Тучный, неповоротливый хорунжий почтительно козырнул офицеру:
– Есть, господин капитан. Двух человек в караул, остальным охранять коней.
Хорунжий был стар, и кроме того, его так утомила езда верхом, что он не мог стоять как подобало, по струнке. Тяжело повернувшись, он зашагал к солдатам, столпившимся возле лошадей.
Кони, пасшиеся все лето на выгоне, были как на подбор – сытые, гладкие. Они напирали друг на друга, кусались, храпели, лягались, и успокоить их могли только удары нагаек.
«Хороши лошади, – подумал Белов. – и достались легко. Из всех забракуют не больше десятка. Утром можно будет отобрать лучших. А хлеб за ночь крестьяне вывезти из села не смогут. Неплохо дельце сделано».
Переночевать Белов решил в хате Петровны, стоявшей особняком. Этот дом был уютен и удобен во всех отношениях… Капитан уже останавливался там весной.
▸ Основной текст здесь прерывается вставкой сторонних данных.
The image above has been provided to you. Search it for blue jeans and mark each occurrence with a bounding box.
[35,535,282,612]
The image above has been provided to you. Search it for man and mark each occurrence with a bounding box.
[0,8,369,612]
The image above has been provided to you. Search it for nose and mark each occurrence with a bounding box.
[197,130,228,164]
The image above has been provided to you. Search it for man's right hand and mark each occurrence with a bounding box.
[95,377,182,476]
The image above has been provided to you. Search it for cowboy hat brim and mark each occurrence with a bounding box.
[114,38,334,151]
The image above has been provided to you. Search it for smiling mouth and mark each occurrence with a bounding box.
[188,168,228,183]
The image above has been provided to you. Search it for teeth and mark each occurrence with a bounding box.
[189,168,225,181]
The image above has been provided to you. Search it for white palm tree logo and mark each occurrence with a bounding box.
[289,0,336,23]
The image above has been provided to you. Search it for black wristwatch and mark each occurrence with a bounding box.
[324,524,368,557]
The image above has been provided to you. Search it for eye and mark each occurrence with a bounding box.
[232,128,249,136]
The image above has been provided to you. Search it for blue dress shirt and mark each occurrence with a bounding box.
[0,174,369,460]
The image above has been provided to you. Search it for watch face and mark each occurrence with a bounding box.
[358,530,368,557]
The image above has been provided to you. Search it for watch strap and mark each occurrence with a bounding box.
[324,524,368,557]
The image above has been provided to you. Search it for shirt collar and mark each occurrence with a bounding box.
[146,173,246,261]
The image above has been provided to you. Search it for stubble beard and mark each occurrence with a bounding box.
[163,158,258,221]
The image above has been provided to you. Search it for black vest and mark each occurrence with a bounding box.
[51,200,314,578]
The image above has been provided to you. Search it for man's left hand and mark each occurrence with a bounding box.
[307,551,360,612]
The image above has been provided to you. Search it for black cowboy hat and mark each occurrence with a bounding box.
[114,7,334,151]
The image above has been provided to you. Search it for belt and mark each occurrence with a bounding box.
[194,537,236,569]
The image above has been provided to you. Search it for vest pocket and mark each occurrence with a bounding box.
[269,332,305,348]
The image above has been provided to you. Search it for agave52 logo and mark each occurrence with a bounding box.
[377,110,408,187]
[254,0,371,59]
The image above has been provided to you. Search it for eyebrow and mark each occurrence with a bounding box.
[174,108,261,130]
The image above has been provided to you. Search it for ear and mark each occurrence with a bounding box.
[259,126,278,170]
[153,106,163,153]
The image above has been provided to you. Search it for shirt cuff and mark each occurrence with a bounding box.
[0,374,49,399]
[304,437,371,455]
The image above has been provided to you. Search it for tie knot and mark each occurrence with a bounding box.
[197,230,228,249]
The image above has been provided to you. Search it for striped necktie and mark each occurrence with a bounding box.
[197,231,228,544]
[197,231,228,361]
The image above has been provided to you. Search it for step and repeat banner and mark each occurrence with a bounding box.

Кроме мягкой постели и вкусного борща с пирогами у Петровны всегда есть первач.
«Неплохо бы помыться с дороги, – думал он, – да опрокинуть стаканчик горилки… Жаль, тогда ускользнула эта красивая молодуха, что к Петровне зашла. Ох и хитры эти женщины. Ничего, если сегодня попадется мне в руки…»
Капитан снова подозвал хорунжего и сказал:
– Я буду у Петровны. Через часок зайдешь. Выпьешь стаканчик – усталость как рукой снимет.
Ворота дома были распахнуты настежь.
Белов заглянул через окно на кухню. Ни души. Он постучал.
– Входите, открыто, – ответил приветливый женский голос.
– Добрый вечер, Петровна, – обратился капитан к полной женщине лет пятидесяти.
– Здравствуйте, Семен Степанович. Проходите. Мы всегда рады дорогим гостям. А я-то думаю, какие это солдаты пришли. Оказывается, опять вы.
– Ну, рассказывайте, как поживаете, Петровна.
– Ничего, слава богу. Да вы проходите.
– Не обессудьте, что побеспокоил вас так поздно. На службе не приходится разбирать, где утро, где вечер. Если можно, переночую у вас? – предупредительно спросил он.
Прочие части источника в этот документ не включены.